She scampered back with a yelp, and fumbled with another arrow. I sighed, rushed her, and tore the bow from her hands. She attempted to leap off the top step, and I caught her before she shattered her legs on the landing below. “Stop!” I said firmly when she attempted to squirm out of my hold, “I’m not here to hurt you.”

She struggled vainly for a minute, then relaxed when she realized there was no getting out of the hold. Her breath decelerated, and with a shaking voice, she whispered, “Then why are you here?”

I sighed into her hair. “I don’t really know.”


The hybrids had all reacted differently when I told them the news. Eva had tried to strangle me, Soraya had fallen to her knees and wept, Faltia had screamed at me, Kiera threw whatever she could find at me, Brianna tried to bargain with me like the truth could be haggled, and Furia had just sat and stared at me. I sat silently behind my arcane shield, allowing chairs and pots to shatter against it, softening the blows dealt by Eva’s fist so that she didn’t break her hand when she tried to break my jaw. Faltia paced back and forth before me, directing every military insult she could think of between her panting breaths. Brianna kept trying to reason with me, even going so far as to pull up a chair and explain why I was wrong. When Eva noticed Soraya weeping on the floor, she began screaming at her, enraged that Soraya would so easily accept my ‘lie.’ Furia just stared at me through the chaos, not even blinking. When Eva’s wrath reached a fever-pitch, Furia stood up, walked over to her, and slapped her so hard that Eva was thrown to the floor. Then, everyone went silent.
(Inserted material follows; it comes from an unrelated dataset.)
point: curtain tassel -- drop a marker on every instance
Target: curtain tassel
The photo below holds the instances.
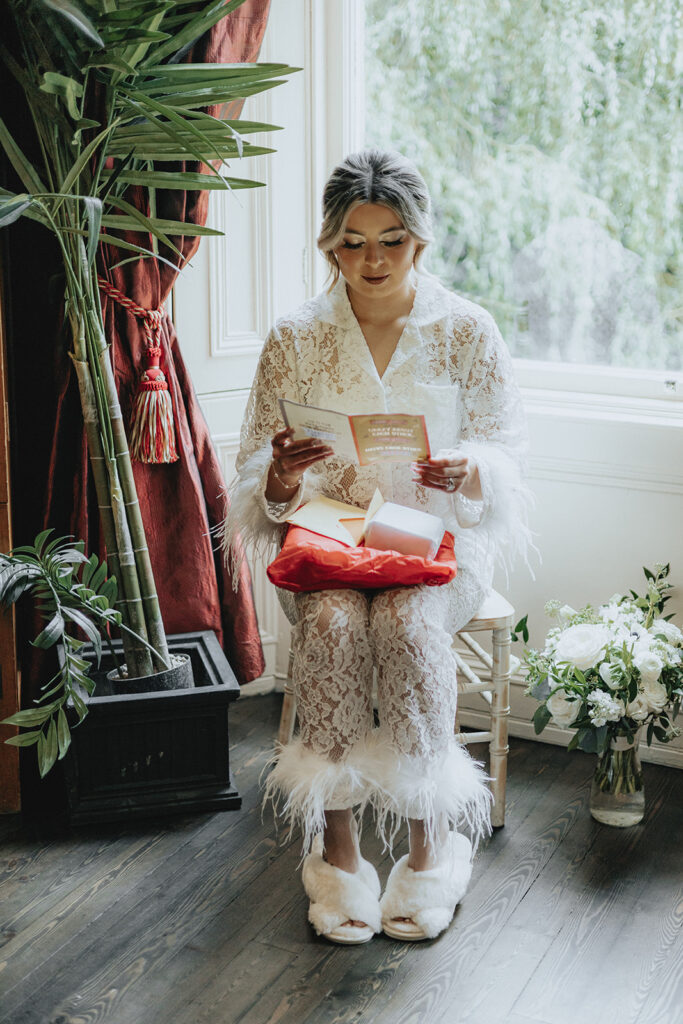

“Furia?” Brianna asked, gaping at her.

Furia closed her eyes, and took in two deep breaths. She let them out through her nose, and when she next opened her eyes, tears poured down her cheeks. “We all know Adrianna,” she whispered, “we all know what she’s capable of. She did this.”

Faltia shook her head, her lips trembling. “Furia, you can’t mean that. If she did this, then…” Faltia swallowed, and barely hissed the name, “…Alexa.”

“She was deceived,” Furia said softly, “but she still harbored the assassin. She knew what kind of woman Leveria is. And when it happened, she didn’t say a thing. She let you kill Prince Matthew, she sent an armada to our doorstep, and she… she…” Furia’s fists balled at her sides, and she hissed, “…she’s the reason only Alexa’s dead.”

Faltia’s face lost all color. She stumbled forward, and dropped to her knees. Kiera barely caught her before her face hit the floor. Soraya cried out, and curled herself into Eva’s arms. Eva held her beloved tightly, tears streaming down her cheeks. Her piercing teal gaze fell on me, and she hissed, “Where is she, Zander?”

I cleared my throat. “She wanted to come and confess herself,” I said, “but I wouldn’t let her do it.”

“Why not?” Furia asked.

“I didn’t want her to bear that shame. She deserved that much, I thought.”

“Where is she?!” Eva screamed.

I cleared my throat again, louder this time. “I wanted to avoid a national incident, so I was discrete. Yavara already has so much wearing on her, and—”

“WHERE IS SHE, OLD MAN?!” Eva screeched.

Furia held up her hand, and Eva’s wrath was quelled. Furia looked at me, and asked the same question. “Where is she now, Zander?”

“After she was done with her confession, I gave her a choice. She could either live in exile, or I could execute her on the spot.” I reached into my cloak, and produced an urn. I set it before me, and stood up. “It was painless,” I muttered solemnly, “and done with dignity. She wanted you all to have her remains to do with as you saw fit.”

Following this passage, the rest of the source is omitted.